There are several such visa mills operating across the country. Unlike other colleges and universities that also have large foreign-student populations, visa mills provide little, if any, educational benefit to those enrolled. Rather, visa mills, many of which operate as 501(c)(3)s, cost Americans millions in lost tax revenue and take jobs away from American workers.
In 2017, the Department of Homeland Security (DHS) decided to create a visa mill of their own in Michigan to see how many crooked foreigners they could snag. The number was startling. The Detroit Free Press reported on Wednesday that U.S. Customs and Immigration Enforcement (ICE) has arrested around 250 students on immigration violations in the sting operation between January and July of this year.
Of those 250 arrests, "nearly 80% were granted voluntary departure and departed the United States," the Detroit office of ICE's Homeland Security Investigations told the Free Press in a statement. And about half of the remaining 20 percent have received final orders of removal.

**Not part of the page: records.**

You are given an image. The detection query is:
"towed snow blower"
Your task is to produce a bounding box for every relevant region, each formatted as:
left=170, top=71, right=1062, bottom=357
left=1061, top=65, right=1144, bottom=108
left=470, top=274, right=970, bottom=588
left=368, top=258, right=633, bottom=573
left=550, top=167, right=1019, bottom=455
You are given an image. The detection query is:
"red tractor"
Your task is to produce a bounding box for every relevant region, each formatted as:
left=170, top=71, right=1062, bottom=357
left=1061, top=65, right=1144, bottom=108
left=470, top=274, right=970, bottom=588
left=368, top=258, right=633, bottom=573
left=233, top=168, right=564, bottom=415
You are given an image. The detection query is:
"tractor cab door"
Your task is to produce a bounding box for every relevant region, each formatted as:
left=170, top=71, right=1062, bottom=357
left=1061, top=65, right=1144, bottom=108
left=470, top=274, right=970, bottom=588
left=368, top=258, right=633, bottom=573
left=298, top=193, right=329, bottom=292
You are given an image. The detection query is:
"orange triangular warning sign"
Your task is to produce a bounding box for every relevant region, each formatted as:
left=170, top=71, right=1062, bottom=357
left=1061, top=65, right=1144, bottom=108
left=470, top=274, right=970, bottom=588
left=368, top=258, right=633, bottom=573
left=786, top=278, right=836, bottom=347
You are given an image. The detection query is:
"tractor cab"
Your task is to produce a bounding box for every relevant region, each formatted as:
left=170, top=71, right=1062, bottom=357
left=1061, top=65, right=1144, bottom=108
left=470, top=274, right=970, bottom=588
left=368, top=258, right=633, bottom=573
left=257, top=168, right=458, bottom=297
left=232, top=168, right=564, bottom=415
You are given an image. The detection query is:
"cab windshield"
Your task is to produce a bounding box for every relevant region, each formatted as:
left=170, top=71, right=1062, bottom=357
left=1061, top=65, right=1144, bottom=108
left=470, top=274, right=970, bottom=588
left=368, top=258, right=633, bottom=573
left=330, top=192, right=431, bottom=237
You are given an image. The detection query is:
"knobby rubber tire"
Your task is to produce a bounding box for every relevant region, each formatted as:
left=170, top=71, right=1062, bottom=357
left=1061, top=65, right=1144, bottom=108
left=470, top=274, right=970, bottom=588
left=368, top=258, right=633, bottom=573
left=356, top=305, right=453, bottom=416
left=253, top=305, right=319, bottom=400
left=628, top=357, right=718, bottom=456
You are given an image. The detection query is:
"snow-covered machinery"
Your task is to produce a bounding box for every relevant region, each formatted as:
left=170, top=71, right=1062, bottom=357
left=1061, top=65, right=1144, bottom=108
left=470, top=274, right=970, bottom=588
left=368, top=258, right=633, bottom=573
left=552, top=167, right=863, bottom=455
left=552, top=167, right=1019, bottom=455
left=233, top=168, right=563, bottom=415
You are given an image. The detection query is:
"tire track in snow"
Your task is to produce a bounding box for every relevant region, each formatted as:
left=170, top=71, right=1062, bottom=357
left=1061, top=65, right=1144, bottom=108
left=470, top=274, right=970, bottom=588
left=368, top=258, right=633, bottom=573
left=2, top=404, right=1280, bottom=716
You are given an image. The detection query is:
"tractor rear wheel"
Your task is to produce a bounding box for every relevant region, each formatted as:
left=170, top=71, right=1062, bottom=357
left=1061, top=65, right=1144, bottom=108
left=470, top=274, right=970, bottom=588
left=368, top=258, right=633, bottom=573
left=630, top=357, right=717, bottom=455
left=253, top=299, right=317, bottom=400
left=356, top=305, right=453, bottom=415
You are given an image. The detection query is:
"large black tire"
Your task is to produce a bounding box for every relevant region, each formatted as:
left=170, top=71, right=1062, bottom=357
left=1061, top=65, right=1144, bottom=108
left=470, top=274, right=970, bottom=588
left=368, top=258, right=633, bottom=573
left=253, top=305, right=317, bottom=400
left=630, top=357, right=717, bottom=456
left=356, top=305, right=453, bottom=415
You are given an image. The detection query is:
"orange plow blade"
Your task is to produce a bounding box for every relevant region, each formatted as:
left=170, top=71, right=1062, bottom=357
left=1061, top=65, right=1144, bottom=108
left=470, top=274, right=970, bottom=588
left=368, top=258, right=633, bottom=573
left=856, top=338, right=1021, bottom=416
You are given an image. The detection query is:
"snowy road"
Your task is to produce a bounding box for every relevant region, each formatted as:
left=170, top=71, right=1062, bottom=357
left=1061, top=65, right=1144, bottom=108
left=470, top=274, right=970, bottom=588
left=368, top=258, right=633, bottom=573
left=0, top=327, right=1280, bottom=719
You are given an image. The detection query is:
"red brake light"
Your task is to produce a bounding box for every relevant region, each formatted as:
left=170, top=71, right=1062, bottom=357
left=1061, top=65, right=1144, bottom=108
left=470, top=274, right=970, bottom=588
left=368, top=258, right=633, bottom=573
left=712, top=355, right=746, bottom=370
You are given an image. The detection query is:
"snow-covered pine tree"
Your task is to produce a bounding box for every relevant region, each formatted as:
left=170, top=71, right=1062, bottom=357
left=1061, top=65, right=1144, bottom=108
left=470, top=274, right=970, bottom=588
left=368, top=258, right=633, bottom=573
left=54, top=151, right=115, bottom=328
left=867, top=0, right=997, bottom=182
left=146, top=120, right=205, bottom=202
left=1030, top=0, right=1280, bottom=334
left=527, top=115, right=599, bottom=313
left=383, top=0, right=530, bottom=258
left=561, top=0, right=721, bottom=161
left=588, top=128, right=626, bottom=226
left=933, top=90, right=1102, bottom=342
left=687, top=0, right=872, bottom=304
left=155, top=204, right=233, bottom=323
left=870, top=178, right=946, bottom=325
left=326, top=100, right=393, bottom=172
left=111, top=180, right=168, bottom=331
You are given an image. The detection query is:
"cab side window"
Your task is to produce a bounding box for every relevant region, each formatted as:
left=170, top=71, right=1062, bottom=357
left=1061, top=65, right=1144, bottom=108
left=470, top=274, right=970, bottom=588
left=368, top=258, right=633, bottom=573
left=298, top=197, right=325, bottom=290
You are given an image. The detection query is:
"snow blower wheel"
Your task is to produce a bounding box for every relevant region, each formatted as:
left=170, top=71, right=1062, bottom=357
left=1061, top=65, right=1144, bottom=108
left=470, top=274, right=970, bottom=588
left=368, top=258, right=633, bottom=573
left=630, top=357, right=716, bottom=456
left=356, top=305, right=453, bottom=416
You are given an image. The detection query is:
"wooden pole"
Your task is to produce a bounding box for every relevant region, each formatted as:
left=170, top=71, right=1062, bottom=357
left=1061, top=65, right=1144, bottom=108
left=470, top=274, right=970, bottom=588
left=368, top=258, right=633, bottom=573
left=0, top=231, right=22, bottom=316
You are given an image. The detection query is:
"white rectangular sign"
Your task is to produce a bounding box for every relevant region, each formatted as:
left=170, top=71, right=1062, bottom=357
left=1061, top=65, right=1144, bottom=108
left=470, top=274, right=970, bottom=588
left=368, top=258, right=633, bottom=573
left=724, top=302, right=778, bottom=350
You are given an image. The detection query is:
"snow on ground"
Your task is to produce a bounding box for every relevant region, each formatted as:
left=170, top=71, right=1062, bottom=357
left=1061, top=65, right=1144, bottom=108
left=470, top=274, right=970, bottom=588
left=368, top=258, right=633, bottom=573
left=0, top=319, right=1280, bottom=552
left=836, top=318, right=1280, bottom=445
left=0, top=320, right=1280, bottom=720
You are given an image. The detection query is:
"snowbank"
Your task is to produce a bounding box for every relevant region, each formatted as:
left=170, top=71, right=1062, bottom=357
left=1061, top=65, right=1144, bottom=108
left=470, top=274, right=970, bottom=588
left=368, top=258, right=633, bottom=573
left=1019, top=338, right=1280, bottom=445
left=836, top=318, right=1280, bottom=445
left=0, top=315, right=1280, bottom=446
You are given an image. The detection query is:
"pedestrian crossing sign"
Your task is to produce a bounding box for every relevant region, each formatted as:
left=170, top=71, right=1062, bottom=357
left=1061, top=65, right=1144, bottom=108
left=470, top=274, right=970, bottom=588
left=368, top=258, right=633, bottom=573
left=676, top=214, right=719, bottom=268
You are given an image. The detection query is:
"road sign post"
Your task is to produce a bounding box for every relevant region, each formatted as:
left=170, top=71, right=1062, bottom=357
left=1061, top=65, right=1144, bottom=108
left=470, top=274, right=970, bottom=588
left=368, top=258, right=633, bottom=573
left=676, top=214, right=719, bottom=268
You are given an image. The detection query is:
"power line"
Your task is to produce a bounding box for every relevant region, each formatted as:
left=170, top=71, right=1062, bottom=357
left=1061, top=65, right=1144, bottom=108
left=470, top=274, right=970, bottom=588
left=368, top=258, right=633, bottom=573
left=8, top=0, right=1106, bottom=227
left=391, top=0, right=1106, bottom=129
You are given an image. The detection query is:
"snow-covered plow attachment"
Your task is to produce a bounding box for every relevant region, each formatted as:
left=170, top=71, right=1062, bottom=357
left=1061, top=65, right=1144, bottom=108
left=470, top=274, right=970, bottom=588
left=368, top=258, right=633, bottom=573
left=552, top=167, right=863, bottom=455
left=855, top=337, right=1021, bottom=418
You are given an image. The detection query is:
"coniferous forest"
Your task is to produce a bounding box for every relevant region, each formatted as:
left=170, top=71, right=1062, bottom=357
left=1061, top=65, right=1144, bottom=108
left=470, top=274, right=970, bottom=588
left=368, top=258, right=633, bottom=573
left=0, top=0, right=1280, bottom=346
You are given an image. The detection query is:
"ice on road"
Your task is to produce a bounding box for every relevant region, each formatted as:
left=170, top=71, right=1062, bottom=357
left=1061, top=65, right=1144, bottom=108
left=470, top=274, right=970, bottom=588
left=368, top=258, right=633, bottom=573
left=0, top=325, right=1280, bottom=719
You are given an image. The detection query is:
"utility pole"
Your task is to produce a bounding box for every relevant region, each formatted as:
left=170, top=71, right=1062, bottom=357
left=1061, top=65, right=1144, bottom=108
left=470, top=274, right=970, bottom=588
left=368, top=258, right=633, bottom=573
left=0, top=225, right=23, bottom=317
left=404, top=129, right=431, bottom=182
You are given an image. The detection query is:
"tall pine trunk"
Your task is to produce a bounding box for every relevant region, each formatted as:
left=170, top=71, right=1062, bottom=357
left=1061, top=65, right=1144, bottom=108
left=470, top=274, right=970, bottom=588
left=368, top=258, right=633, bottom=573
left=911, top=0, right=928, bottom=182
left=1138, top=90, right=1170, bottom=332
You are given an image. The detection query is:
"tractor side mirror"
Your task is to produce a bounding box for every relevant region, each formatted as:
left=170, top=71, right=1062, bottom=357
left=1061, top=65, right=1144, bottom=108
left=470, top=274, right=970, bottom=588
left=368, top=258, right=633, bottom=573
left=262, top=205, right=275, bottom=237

Eight recruiters were also criminally charged with recruiting foreign "students" to the fake university, and seven of those recruiters have already pleaded guilty. The eighth recruiter is scheduled to be sentenced in January. According to The New York Times, prosecutors in the case say the recruiters collected more than $250,000 from "students" for referring the student to the fake school in Michigan.
The indictments say the fake school had no instructors and no actual classes.
"Each of the foreign citizens who 'enrolled' and made 'tuition' payments to the University knew that they would not attend any actual classes, earn credits, or make academic progress toward an actual degree in a particular field of study," the indictments states.
In a similar sting operation in 2013, DHS set up the University of Northern New Jersey to nab foreigners involved in student visa fraud. Twenty-one arrests were made of similar recruiters who helped more than 1,000 foreigners obtain visas during the two-and-a-half years the fake school existed. During that time period no one cared why there were no instructors, no classes, no degree programs, and no graduation ceremonies.
In a letter to then-DHS Secretary Kirstjen Nielsen in March 2018, Sen. Chuck Grassley (R-IA) wrote that dozens of so-called schools in the United States are suspected of being visa mills and listed four, in particular, the senator described as a representative sample: Silicon Valley University, Northwestern Polytechnic University, Stratford University, and the University of North America.
In 2018, there were 1,840,482 non-immigrant students and exchange visitors in the United States. With such large numbers of foreign students, it's no wonder visa mills find it so easy and lucrative to operate in the shadows.